Figure 7. Transformation of a 8,653–nt heterology and a point mutation in wildtype and ssbB⁻ cells.

Ratio between the number of Spc^R (long heterology) and Sm^R (point mutation) transformants in strains R3055 (ssbB ⁻) mutant and R1818 (wild type), calculated from data in Figure S4A and S4B).

Figure 8. Diagrammatic representation of the roles of SsbB in competent cells of S. pneumoniae.

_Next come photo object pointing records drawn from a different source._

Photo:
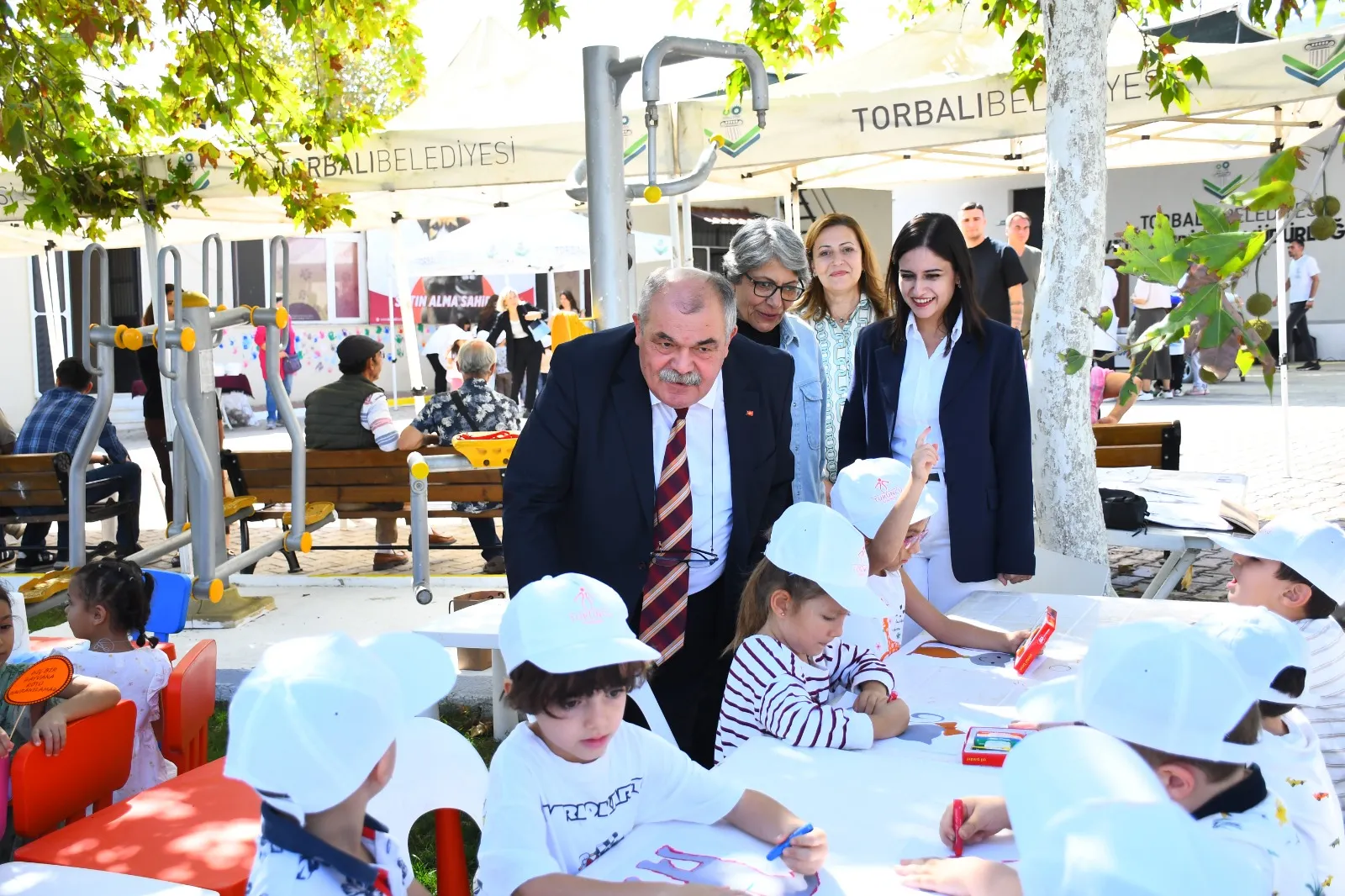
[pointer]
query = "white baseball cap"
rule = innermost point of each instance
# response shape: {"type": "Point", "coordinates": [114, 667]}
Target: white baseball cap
{"type": "Point", "coordinates": [309, 723]}
{"type": "Point", "coordinates": [569, 623]}
{"type": "Point", "coordinates": [1311, 546]}
{"type": "Point", "coordinates": [1091, 817]}
{"type": "Point", "coordinates": [1161, 683]}
{"type": "Point", "coordinates": [1263, 643]}
{"type": "Point", "coordinates": [867, 492]}
{"type": "Point", "coordinates": [820, 544]}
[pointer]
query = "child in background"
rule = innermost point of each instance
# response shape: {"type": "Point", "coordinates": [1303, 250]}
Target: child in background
{"type": "Point", "coordinates": [314, 730]}
{"type": "Point", "coordinates": [1295, 568]}
{"type": "Point", "coordinates": [1274, 656]}
{"type": "Point", "coordinates": [1089, 817]}
{"type": "Point", "coordinates": [1181, 700]}
{"type": "Point", "coordinates": [109, 599]}
{"type": "Point", "coordinates": [44, 725]}
{"type": "Point", "coordinates": [573, 782]}
{"type": "Point", "coordinates": [867, 494]}
{"type": "Point", "coordinates": [789, 656]}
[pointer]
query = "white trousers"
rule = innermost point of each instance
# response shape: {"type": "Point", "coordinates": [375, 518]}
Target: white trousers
{"type": "Point", "coordinates": [931, 569]}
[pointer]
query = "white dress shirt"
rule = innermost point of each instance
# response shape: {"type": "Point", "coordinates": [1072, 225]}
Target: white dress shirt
{"type": "Point", "coordinates": [921, 387]}
{"type": "Point", "coordinates": [712, 482]}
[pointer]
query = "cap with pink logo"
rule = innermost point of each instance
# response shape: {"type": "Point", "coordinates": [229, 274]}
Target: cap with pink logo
{"type": "Point", "coordinates": [569, 623]}
{"type": "Point", "coordinates": [868, 490]}
{"type": "Point", "coordinates": [820, 544]}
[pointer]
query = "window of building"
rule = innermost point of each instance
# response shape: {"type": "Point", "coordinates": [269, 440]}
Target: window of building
{"type": "Point", "coordinates": [327, 277]}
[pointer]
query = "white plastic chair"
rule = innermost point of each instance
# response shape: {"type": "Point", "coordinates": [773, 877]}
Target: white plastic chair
{"type": "Point", "coordinates": [1062, 575]}
{"type": "Point", "coordinates": [436, 768]}
{"type": "Point", "coordinates": [649, 704]}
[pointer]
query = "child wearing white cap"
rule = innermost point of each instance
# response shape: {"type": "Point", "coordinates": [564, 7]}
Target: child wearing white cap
{"type": "Point", "coordinates": [1295, 568]}
{"type": "Point", "coordinates": [1089, 817]}
{"type": "Point", "coordinates": [572, 783]}
{"type": "Point", "coordinates": [888, 503]}
{"type": "Point", "coordinates": [1274, 656]}
{"type": "Point", "coordinates": [313, 730]}
{"type": "Point", "coordinates": [789, 656]}
{"type": "Point", "coordinates": [1179, 696]}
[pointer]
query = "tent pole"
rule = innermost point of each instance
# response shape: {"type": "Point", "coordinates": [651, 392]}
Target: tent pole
{"type": "Point", "coordinates": [1282, 304]}
{"type": "Point", "coordinates": [408, 306]}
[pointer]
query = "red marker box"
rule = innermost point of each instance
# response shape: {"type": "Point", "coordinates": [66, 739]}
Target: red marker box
{"type": "Point", "coordinates": [990, 746]}
{"type": "Point", "coordinates": [1031, 649]}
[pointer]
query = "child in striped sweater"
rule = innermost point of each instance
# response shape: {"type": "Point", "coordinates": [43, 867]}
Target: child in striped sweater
{"type": "Point", "coordinates": [790, 661]}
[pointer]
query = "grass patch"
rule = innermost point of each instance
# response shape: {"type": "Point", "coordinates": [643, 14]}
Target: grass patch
{"type": "Point", "coordinates": [47, 618]}
{"type": "Point", "coordinates": [471, 723]}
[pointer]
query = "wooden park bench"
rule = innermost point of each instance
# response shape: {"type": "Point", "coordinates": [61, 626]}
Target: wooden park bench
{"type": "Point", "coordinates": [1147, 444]}
{"type": "Point", "coordinates": [354, 477]}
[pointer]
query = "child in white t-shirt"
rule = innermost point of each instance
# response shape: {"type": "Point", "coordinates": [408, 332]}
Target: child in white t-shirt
{"type": "Point", "coordinates": [1170, 690]}
{"type": "Point", "coordinates": [314, 730]}
{"type": "Point", "coordinates": [1295, 568]}
{"type": "Point", "coordinates": [888, 503]}
{"type": "Point", "coordinates": [109, 599]}
{"type": "Point", "coordinates": [1274, 656]}
{"type": "Point", "coordinates": [573, 782]}
{"type": "Point", "coordinates": [790, 661]}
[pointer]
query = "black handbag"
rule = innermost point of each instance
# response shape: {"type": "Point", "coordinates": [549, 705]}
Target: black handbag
{"type": "Point", "coordinates": [1123, 509]}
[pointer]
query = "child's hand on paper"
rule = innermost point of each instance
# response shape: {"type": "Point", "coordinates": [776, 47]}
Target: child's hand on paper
{"type": "Point", "coordinates": [984, 817]}
{"type": "Point", "coordinates": [806, 851]}
{"type": "Point", "coordinates": [959, 876]}
{"type": "Point", "coordinates": [925, 458]}
{"type": "Point", "coordinates": [872, 696]}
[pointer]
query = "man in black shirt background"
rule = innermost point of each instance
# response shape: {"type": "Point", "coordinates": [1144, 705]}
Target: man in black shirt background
{"type": "Point", "coordinates": [1000, 275]}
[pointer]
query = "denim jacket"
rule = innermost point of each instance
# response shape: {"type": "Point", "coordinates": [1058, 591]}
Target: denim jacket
{"type": "Point", "coordinates": [806, 408]}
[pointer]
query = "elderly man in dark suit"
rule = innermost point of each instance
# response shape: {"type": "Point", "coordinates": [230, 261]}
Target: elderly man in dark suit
{"type": "Point", "coordinates": [657, 461]}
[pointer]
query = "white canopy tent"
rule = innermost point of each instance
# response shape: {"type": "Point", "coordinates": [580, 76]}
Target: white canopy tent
{"type": "Point", "coordinates": [521, 242]}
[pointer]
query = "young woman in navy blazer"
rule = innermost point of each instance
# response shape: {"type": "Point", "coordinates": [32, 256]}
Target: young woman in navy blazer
{"type": "Point", "coordinates": [941, 363]}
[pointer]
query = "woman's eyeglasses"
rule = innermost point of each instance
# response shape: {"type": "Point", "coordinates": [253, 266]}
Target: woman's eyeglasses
{"type": "Point", "coordinates": [790, 293]}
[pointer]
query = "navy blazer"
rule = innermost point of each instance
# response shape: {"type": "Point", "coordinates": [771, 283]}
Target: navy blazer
{"type": "Point", "coordinates": [986, 441]}
{"type": "Point", "coordinates": [578, 490]}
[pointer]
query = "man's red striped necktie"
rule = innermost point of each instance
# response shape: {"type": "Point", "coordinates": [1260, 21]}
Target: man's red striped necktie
{"type": "Point", "coordinates": [663, 607]}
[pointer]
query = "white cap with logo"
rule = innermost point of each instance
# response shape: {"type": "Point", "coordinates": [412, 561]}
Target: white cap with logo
{"type": "Point", "coordinates": [1311, 546]}
{"type": "Point", "coordinates": [820, 544]}
{"type": "Point", "coordinates": [1160, 683]}
{"type": "Point", "coordinates": [1263, 643]}
{"type": "Point", "coordinates": [309, 723]}
{"type": "Point", "coordinates": [569, 623]}
{"type": "Point", "coordinates": [867, 492]}
{"type": "Point", "coordinates": [1091, 817]}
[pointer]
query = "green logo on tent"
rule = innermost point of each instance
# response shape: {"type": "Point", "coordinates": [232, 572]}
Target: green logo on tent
{"type": "Point", "coordinates": [1223, 192]}
{"type": "Point", "coordinates": [1325, 60]}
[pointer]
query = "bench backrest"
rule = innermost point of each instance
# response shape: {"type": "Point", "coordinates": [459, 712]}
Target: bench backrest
{"type": "Point", "coordinates": [356, 477]}
{"type": "Point", "coordinates": [30, 481]}
{"type": "Point", "coordinates": [1142, 444]}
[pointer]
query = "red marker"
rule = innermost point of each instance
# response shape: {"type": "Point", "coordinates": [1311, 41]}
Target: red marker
{"type": "Point", "coordinates": [958, 817]}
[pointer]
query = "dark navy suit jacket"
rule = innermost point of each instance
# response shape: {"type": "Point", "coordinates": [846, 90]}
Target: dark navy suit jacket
{"type": "Point", "coordinates": [986, 445]}
{"type": "Point", "coordinates": [578, 490]}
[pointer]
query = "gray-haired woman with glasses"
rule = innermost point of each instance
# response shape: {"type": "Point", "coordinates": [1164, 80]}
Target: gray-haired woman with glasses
{"type": "Point", "coordinates": [768, 269]}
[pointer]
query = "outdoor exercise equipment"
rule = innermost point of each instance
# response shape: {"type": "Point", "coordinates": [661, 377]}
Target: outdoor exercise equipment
{"type": "Point", "coordinates": [607, 192]}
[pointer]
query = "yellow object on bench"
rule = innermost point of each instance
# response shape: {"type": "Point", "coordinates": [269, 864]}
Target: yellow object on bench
{"type": "Point", "coordinates": [486, 448]}
{"type": "Point", "coordinates": [315, 512]}
{"type": "Point", "coordinates": [46, 586]}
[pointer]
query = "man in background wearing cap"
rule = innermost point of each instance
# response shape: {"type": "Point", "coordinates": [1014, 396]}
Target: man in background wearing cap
{"type": "Point", "coordinates": [656, 461]}
{"type": "Point", "coordinates": [314, 730]}
{"type": "Point", "coordinates": [351, 414]}
{"type": "Point", "coordinates": [1295, 568]}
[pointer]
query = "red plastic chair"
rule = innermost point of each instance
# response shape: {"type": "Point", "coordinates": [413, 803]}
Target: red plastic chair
{"type": "Point", "coordinates": [49, 790]}
{"type": "Point", "coordinates": [187, 703]}
{"type": "Point", "coordinates": [198, 829]}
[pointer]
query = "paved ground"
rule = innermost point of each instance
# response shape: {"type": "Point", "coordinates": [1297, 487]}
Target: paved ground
{"type": "Point", "coordinates": [1239, 427]}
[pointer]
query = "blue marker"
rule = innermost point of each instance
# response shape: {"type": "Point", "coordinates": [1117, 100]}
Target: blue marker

SsbB binds and protects internalized ssDNA, which creates a reservoir (¹at high donor DNA concentration) that can be accessed by DprA and RecA . This reservoir then allows successive chromosomal transformations in the same cell, which directly impacts on the generation of genetic diversity. SsbB also plays a direct, yet undetermined role in the processing of ssDNA into recombinants (²independently of the amount and length of ssDNA internalized), for which the C-ter tail of the protein is required. Finally, SsbB antagonizes plasmid transformation (³at high concentration of donor DNA). We suggest that while SsbA may interact with RecO and favor reconstitution of an intact plasmid replicon through RecO (or RecA) dependent single-strand annealing, SsbB does not because its Cter differs from that of SsbA; as SsbB is ∼20-fold more abundant than SsbA, mass action is likely to result in SsbB preferential binding, thus preventing annealing and therefore plasmid reconstitution. Chromosomal and plasmid transformation are distinguished respectively by blue and green zones.